И мы взглянули друг на друга; было ясно, что мы оба думали об одном и том же: о возможной смерти Раймондо.
Я колебался минуту; потом, намекая на разговор, который однажды вечером был у нас под вязами, спросил ее:
– Ты молилась Богу?
Мой голос сильно дрожал.
Она ответила (я едва расслышал ее):
– Да.
И закрыла глаза, повернулась на бок и зарылась головой в подушку, съежилась, сжалась в комок под одеялом, точно охваченная сильным ознобом.
XLVII
Под вечер я пошел взглянуть на Раймондо. Я застал его на руках у матери. Он, казалось мне, был несколько бледнее; но был еще очень спокоен, дышал хорошо, так что никаких подозрительных признаков в нем не замечалось.
– Он до сих пор спал! – сказала мне мать.
– Тебя беспокоит это?
– Да, ведь он никогда не спал так долго.
Я пристально взглянул на ребенка. Его серые глаза безжизненно смотрели из-под лба, усеянного легкой молочной лихорадкой, и он все время шевелил губами, точно посасывая. Вдруг его слегка вырвало на нагрудник свернувшимся молоком.
– Ах, нет, нет; этот ребенок нездоров! – воскликнула мать, покачивая головой.
– Да разве он кашлял?
Как бы в ответ Раймондо закашлялся.
– Слышишь?
То был маленький, легкий кашель, не сопровождаемый каким-либо хрипом внутри. Он длился очень недолго.
Я подумал: «Нужно подождать». Но по мере того, как во мне пробуждалось зловещее предчувствие, мое отвращение к пришельцу уменьшалось, раздражение унималось. Я замечал, что сердце мое сжималось, болело и становилось неспособным к ликованию.
Я вспоминаю об этом вечере как о самом печальном из всех, пережитых мною в течение этого злополучного периода моей жизни.
Будучи почти уверенным, что Джованни ди Скордио должен быть где-нибудь неподалеку, я вышел из дому и направился по аллее, где мы с братом встретили его в прошлый раз. В прозрачных вечерних сумерках чувствовалось предвестие первого снега. Вокруг деревьев расстилался ковер из листьев. Голые, сухие ветви пересекали небо.

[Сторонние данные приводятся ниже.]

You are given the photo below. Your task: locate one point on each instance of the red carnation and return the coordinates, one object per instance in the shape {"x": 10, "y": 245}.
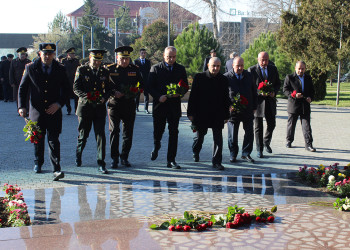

Я смотрел перед собой, надеясь увидеть фигуру старика. Я думал о нежной преданности старика своему крестнику, об этой скорбной старческой любви, об этих больших мозолистых и морщинистых руках, которые с трепетной нежностью касались белых пеленок. Я думал: «Как он будет плакать!» Я видел маленького мертвеца в гробу, в пеленках, среди венков из белых хризантем, между четырьмя зажженными свечами; и Джованни, преклонившего колени и плачущего. Моя мать тоже будет плакать, будет предаваться отчаянию. Весь дом будет окутан в траур. Рождество будет мрачное. Что сделает Джулиана, когда я появлюсь на пороге алькова, подойду к кровати и объявлю: «Он умер»?
Я дошел до конца аллеи, посмотрел вокруг; никого не увидел. Поля молча погружались во мрак; вдали, на холме, краснел огонь заката. Я повернул назад. Вдруг что-то белое задрожало перед моими глазами и исчезло. То был первый снег.